Who are we?

Jean-Luc Ravanat is working in the field of radiation-induced DNA damage including both radiobiology and photobiology. His work is focused on mechanistic aspects of DNA lesions formation and repair. For such a purpose analytical methods have been developed to measure with a high sensitivity and specificity DNA lesions in cells mostly using UPLC coupled to tandem mass spectrometry. 

Joanna Timmins is interested in the fundamental mechanisms underlying the coordinated response of cells to DNA damage and to determine how such processes can contribute to radiation resistance in bacteria (Deinococcus radiodurans) and to drug resistance in cancer cells. To achieve these objectives, her team uses a highly integrated approach combining molecular biology, biochemistry, structural biology and advanced live cell imaging.

Jean-François Constant started to work in the field of DNA Repair by the design and synthesis of specific ligands for abasic sites recognition and inhibition of their repair. In collaboration with M. Jourdan, he then investigated the repair efficiency and mutagenicity of clustered lesions containing 8-oxo guanine and abasic lesions such as 2’deoxyribose or 2’deoxyribonolactone. More recent projects concern the biophysical and structural study of protein/DNA and protein/protein interactions by using various techniques such as NMR, SPR, BLI, thermophoresis, fluorescence. 

Pierre Caron is interested in the fundamental mechanisms that regulate and coordinate chromatin dynamics with DNA repair and that prevent the onset of pathologies associated with genome instability. Currently, I am conducting research on the mechanisms by which lung cancer cells escape and become resistant to anti-cancer treatments. In particular, I study the role of mutagenic DNA double-strand break repair pathways in these processes.

Hervé Menoni, INSERM researcher, works in the field of DNA repair with a special focus on Base Excision Repair in the context of chromatin. He developed tools to study BER in various chromatin context both in living cells as well as in artificially reconstituted chromatin substrates. Interplay between BER, other DNA repair pathways and DNA transcription are being explored. To determine by structural analysis how the BER initiating factors interact with nucleosomes and chromatosomes is the emerging scope of the group.
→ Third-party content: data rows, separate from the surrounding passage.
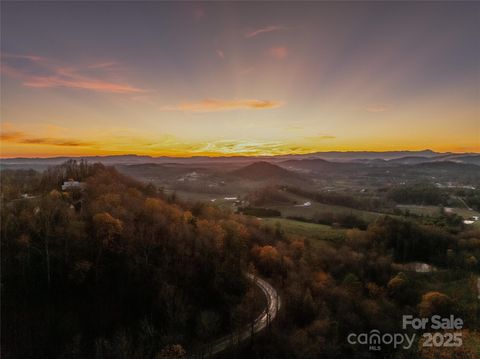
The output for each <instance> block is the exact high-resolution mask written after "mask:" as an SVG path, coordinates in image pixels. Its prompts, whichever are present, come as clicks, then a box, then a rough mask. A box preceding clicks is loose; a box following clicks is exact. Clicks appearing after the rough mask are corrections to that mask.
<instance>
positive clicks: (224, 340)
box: [193, 273, 281, 358]
mask: <svg viewBox="0 0 480 359" xmlns="http://www.w3.org/2000/svg"><path fill="white" fill-rule="evenodd" d="M246 276H247V278H248V279H250V280H251V281H253V282H254V283H255V285H256V286H257V287H258V288H260V290H261V291H262V293H263V294H264V295H265V298H266V299H267V307H266V308H265V309H264V310H263V312H262V313H261V314H260V315H259V316H258V317H257V318H256V319H255V321H254V324H253V333H252V327H251V325H248V326H247V327H246V328H245V329H243V330H241V331H240V332H237V333H234V334H231V335H225V336H224V337H222V338H219V339H217V340H215V341H214V342H212V343H210V344H209V345H206V346H204V350H203V352H202V353H197V354H196V355H194V356H193V357H195V358H208V357H211V356H214V355H216V354H218V353H220V352H222V351H224V350H225V349H227V348H229V347H231V346H233V345H235V344H238V343H240V342H242V341H244V340H246V339H248V338H250V337H251V336H252V334H256V333H258V332H260V331H262V330H263V329H265V328H266V327H267V326H268V324H269V323H271V322H272V321H273V320H274V319H275V317H276V316H277V313H278V310H279V309H280V306H281V300H280V296H279V295H278V292H277V291H276V290H275V288H273V287H272V286H271V285H270V284H269V283H268V282H266V281H264V280H263V279H261V278H258V277H256V276H254V275H253V274H250V273H247V274H246Z"/></svg>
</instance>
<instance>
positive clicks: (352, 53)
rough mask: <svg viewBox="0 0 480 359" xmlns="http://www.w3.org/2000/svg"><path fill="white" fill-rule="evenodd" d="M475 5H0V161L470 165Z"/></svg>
mask: <svg viewBox="0 0 480 359" xmlns="http://www.w3.org/2000/svg"><path fill="white" fill-rule="evenodd" d="M479 5H480V4H479V3H473V2H471V3H468V2H463V3H445V2H437V3H432V2H403V3H402V2H391V3H377V2H374V3H358V2H344V3H327V2H323V3H314V2H304V3H298V2H262V3H253V2H244V3H242V2H235V3H228V2H225V3H218V2H216V3H201V2H192V3H190V2H182V3H158V2H141V3H139V2H83V3H80V2H2V4H1V7H2V15H1V16H2V19H1V20H2V25H1V27H2V28H1V30H2V34H1V36H2V45H1V46H2V47H1V50H2V51H1V55H2V56H1V71H2V84H1V87H2V88H1V89H2V98H1V100H2V101H1V105H2V108H1V117H2V120H1V139H2V145H1V156H2V157H17V156H29V157H30V156H38V157H46V156H59V155H97V154H99V155H109V154H127V153H135V154H147V155H153V156H157V155H158V156H160V155H172V156H191V155H264V154H266V155H271V154H286V153H307V152H315V151H330V150H343V151H348V150H375V151H382V150H401V149H410V150H419V149H426V148H430V149H433V150H437V151H454V152H469V151H474V152H479V151H480V94H479V93H480V41H479V33H480V28H479V18H480V7H479Z"/></svg>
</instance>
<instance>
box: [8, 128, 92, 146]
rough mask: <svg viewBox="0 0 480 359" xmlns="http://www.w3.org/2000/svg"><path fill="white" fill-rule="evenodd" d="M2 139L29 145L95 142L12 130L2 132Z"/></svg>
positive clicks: (43, 144) (60, 145)
mask: <svg viewBox="0 0 480 359" xmlns="http://www.w3.org/2000/svg"><path fill="white" fill-rule="evenodd" d="M0 139H1V140H2V141H3V142H12V143H19V144H29V145H50V146H64V147H86V146H92V145H94V143H92V142H86V141H78V140H73V139H65V138H50V137H32V136H29V135H27V134H26V133H24V132H19V131H11V132H3V133H1V134H0Z"/></svg>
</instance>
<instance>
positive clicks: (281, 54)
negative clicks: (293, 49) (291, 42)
mask: <svg viewBox="0 0 480 359" xmlns="http://www.w3.org/2000/svg"><path fill="white" fill-rule="evenodd" d="M267 52H268V54H270V55H271V56H273V57H275V58H277V59H283V58H285V57H287V56H288V49H287V48H286V47H285V46H277V47H271V48H269V49H268V50H267Z"/></svg>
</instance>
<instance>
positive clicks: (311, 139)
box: [305, 134, 337, 142]
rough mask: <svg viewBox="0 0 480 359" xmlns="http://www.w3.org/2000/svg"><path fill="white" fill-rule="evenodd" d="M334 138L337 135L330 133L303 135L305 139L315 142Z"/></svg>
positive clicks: (332, 138) (330, 139)
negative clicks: (305, 136) (324, 133)
mask: <svg viewBox="0 0 480 359" xmlns="http://www.w3.org/2000/svg"><path fill="white" fill-rule="evenodd" d="M336 138H337V137H335V136H332V135H323V134H320V135H318V136H307V137H305V140H308V141H313V142H316V141H325V140H334V139H336Z"/></svg>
Marta Oliva-Santiago is a PhD candidate at the University of Copenhagen whose work focuses on identifying novel ubiquitin/SUMO ligases involved in the DNA damage response/replication stress. To this end, the candidate will combine in vitro biochemical and structural studies using Xenopus egg extracts with in vivo cellular work. Her project is part of the Marie Sklodowska-Curie research programme 'RepliFate'. She is particularly interested in mechanisms of DNA damage tolerance that are activated when DNA replication forks encounter DNA damage.